In a handwritten note to then-Foreign Secretary David Lammy in November 2024, P. Mandelson wrote: “If you intend to appoint me, I will make sure you never regret it.”
However, in WhatsApp messages sent to then-Cabinet Minister Pat McFadden in May 2025, P. Mandelson attacked K. Starmer and the government.
“Keir lacks enthusiasm, as does the entire (ministerial) cabinet,” P. Mandelson wrote on May 2, 2025.
“The problem is that the government does not provide a fighting spirit to turn things around and change Britain. That is exactly what I mean by ‘expression,’ ‘enthusiasm,'” he wrote the next day.
“Besieged and hopeless”
The first batch of documents released in March showed that K. Starmer was warned that P. Mandelson posed a “general reputational risk” due to his ties with J. Epstein, but still appointed him.
K. Starmer dismissed P. Mandelson after the extent of his friendship with the billionaire financier, who died in a New York jail in 2019 awaiting trial on charges of trafficking people for sexual exploitation, became clear.
The scandal partly contributed to the poor election results of the Labour administration led by K. Starmer in Scotland, Wales, and England last month, and fueled calls for the Prime Minister to resign.
K. Starmer has apologized multiple times for this appointment, as well as to the women exploited by J. Epstein, but has refused to resign, although three senior aides lost their jobs over the scandal.
In three volumes of documents, covering more than 1,500 pages, it is evident that P. Mandelson, a former Labour public relations specialist and minister who helped organize several election victories for former Prime Minister Tony Blair, regularly exchanged messages with key government ministers.
In one of them, written a year after K. Starmer led Labour to a landslide victory in the general election in July 2024, P. Mandelson described Downing Street’s activity as “besieged and hopeless.”

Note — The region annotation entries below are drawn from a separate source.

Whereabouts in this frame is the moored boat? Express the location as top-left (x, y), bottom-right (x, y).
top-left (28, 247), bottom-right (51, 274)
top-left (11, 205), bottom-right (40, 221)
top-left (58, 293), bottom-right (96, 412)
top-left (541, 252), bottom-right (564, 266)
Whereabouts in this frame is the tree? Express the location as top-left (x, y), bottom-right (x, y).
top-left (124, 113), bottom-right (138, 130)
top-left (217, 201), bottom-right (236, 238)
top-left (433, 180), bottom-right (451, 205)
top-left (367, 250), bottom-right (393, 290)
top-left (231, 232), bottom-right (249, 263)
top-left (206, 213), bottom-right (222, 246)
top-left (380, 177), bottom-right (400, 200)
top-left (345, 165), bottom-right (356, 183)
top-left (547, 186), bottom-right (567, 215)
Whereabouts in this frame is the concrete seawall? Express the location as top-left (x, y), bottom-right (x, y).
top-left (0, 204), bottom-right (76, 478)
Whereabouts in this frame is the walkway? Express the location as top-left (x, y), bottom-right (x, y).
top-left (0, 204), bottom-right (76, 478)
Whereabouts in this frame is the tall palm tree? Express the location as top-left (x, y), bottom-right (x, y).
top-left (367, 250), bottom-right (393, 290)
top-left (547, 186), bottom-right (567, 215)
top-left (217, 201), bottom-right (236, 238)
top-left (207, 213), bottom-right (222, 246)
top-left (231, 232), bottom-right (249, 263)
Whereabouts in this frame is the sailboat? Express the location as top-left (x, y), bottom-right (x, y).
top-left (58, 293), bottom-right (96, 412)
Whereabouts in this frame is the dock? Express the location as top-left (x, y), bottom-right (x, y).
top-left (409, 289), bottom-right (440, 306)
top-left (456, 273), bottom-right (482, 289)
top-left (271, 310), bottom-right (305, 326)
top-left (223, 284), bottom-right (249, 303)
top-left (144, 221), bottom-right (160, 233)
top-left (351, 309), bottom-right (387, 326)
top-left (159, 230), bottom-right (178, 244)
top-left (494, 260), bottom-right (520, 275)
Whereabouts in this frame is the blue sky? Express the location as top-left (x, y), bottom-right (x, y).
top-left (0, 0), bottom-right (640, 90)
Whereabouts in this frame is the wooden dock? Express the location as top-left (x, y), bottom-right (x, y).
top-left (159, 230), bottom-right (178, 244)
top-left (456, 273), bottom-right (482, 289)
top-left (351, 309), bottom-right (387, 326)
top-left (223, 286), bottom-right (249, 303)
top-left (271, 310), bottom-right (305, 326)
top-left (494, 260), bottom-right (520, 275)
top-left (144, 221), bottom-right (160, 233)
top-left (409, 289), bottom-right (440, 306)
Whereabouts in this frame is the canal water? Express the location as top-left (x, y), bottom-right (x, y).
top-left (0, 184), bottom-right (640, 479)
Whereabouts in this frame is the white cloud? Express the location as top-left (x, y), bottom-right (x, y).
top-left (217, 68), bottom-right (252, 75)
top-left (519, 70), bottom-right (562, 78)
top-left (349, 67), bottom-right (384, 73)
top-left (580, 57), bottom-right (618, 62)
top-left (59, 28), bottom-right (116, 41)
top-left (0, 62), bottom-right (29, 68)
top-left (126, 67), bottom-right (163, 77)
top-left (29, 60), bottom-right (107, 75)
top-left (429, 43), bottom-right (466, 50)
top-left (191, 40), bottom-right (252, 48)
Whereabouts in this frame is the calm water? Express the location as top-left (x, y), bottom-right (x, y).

An official spokesperson for K. Starmer called the documents released on Monday, which contain many redactions, including for national security reasons, an “unprecedented case of government transparency.”
However, this only happened after members of parliament voted in February to force the government to publish these documents.
Failed security clearance
The government stated that some documents are not published on the advice of the police investigating P. Mandelson’s possible misconduct over a decade ago.
P. Mandelson is accused of leaking classified information to J. Epstein while serving as a minister. He denies any wrongdoing.
The newly released documents reveal that P. Mandelson “refused to comply” with the government’s request to hand over messages from his personal phone.
K. Starmer claimed that P. Mandelson lied about the nature of his ties with the compromised financier.
His former personnel director Morgan McSweeney resigned over advising the Prime Minister to make this appointment.
The scandal also cost the jobs of K. Starmer’s former communications director and a senior Foreign Office civil servant, whom the Prime Minister dismissed for failing to inform him or other ministers that P. Mandelson had failed the security clearance for these duties.
K. Starmer has been trying to stay in power for several weeks and refuses to step down, but a shadow battle for his replacement has already begun.
Greater Manchester Mayor Andy Burnham will later this month participate in a by-election to return to parliament, which is seen as the first step in challenging K. Starmer for the party leadership.
“People have lost faith in the Westminster system, which (…) concentrates too much power in too few hands,” A. Burnham wrote on the social network X after the documents were published.